RLinf-Co: Reinforcement Learning-Based Sim-Real Co-Training for VLA Models
Liangzhi Shi, Shuaihang Chen, Feng Gao, Yinuo Chen, Kang Chen, Tonghe Zhang, Hongzhi Zhang, Weinan Zhang, Chao Yu, Yu Wang
2026-02-16
Summary
This paper explores a better way to train robots to understand and follow instructions involving both vision and language, using computer simulations to help. It focuses on improving how robots learn to perform tasks in the real world by first practicing in a simulated environment.
What's the problem?
Currently, training robots with vision-language-action (VLA) often requires a lot of expensive, real-world demonstrations. While simulations can help reduce this cost, existing methods treat the simulation as a fixed set of examples. They don't allow the robot to actively *learn* through trial and error within the simulation, which limits how well the robot performs and adapts in the real world. Simply showing the robot examples isn't enough for strong real-world performance.
What's the solution?
The researchers developed a new framework called RL-Co, which stands for Reinforcement Learning Co-training. It works in two steps: first, the robot gets a basic understanding of the task by learning from both real and simulated examples. Then, the robot continues to learn and improve by practicing the task repeatedly in the simulation, using a method called reinforcement learning. To prevent the robot from 'forgetting' what it learned from the real world, they also include a small amount of real-world data during the simulation training. This helps the robot maintain its real-world skills while benefiting from the extensive practice in simulation.
Why it matters?
This research is important because it provides a more effective and practical way to train robots. By combining simulation with reinforcement learning and real-world data, the robots learn faster, perform better, and can handle new variations of tasks more easily.
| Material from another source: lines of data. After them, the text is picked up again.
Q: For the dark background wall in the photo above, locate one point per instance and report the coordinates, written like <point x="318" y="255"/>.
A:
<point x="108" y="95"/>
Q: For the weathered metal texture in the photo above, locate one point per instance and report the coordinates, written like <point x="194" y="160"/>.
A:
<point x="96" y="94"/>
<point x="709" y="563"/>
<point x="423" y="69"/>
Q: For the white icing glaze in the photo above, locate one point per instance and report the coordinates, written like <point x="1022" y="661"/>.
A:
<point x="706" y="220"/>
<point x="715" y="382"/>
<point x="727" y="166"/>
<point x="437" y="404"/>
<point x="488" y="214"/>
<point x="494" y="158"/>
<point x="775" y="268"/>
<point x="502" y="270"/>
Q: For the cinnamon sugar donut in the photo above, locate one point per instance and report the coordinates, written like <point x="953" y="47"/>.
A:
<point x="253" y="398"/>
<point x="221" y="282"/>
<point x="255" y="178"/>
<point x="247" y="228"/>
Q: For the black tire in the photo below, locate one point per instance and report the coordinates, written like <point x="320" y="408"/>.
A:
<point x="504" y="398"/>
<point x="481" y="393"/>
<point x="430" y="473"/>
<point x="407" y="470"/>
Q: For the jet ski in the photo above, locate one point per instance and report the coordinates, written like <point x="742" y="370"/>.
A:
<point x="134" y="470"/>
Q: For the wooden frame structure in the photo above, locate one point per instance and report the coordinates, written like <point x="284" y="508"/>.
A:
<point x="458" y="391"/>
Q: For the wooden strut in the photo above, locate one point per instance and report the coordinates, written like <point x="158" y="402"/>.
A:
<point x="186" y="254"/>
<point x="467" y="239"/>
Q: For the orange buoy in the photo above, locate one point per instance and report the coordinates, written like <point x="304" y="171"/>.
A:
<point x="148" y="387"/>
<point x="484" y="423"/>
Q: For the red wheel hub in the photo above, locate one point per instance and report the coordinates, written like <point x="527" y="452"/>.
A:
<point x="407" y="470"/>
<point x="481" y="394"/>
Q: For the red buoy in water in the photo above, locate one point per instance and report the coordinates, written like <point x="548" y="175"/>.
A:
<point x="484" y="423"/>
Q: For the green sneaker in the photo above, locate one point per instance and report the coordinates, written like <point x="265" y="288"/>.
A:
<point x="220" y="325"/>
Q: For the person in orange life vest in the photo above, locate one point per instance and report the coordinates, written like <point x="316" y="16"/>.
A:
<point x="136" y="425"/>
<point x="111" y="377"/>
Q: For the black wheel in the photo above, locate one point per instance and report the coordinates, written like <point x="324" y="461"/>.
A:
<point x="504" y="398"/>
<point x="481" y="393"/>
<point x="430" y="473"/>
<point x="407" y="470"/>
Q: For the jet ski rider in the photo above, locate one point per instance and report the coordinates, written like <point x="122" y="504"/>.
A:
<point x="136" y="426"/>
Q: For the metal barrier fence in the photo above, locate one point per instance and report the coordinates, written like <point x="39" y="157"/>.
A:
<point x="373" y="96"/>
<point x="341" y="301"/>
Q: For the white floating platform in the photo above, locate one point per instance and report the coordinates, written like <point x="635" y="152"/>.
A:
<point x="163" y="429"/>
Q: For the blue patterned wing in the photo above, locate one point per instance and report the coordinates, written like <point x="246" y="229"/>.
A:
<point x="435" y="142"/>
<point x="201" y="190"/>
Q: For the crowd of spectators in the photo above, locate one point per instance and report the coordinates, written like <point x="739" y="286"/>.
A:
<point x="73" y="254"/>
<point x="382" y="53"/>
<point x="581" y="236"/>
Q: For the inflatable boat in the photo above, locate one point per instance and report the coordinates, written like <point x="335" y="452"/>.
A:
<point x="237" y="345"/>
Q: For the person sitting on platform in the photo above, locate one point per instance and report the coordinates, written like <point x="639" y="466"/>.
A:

This makes it more feasible to deploy robots in real-world situations, reducing the need for massive amounts of expensive real-world training data and improving their overall usefulness.
Abstract
Simulation offers a scalable and low-cost way to enrich vision-language-action (VLA) training, reducing reliance on expensive real-robot demonstrations. However, most sim-real co-training methods rely on supervised fine-tuning (SFT), which treats simulation as a static source of demonstrations and does not exploit large-scale closed-loop interaction. Consequently, real-world gains and generalization are often limited. In this paper, we propose an \textit{RL}-based sim-real \textit{Co}-training (RL-Co) framework that leverages interactive simulation while preserving real-world capabilities. Our method follows a generic two-stage design: we first warm-start the policy with SFT on a mixture of real and simulated demonstrations, then fine-tune it with reinforcement learning in simulation while adding an auxiliary supervised loss on real-world data to anchor the policy and mitigate catastrophic forgetting. We evaluate our framework on four real-world tabletop manipulation tasks using two representative VLA architectures, OpenVLA and π_{0.5}, and observe consistent improvements over real-only fine-tuning and SFT-based co-training, including +24% real-world success on OpenVLA and +20% on π_{0.5}. Beyond higher success rates, RL co-training yields stronger generalization to unseen task variations and substantially improved real-world data efficiency, providing a practical and scalable pathway for leveraging simulation to enhance real-robot deployment.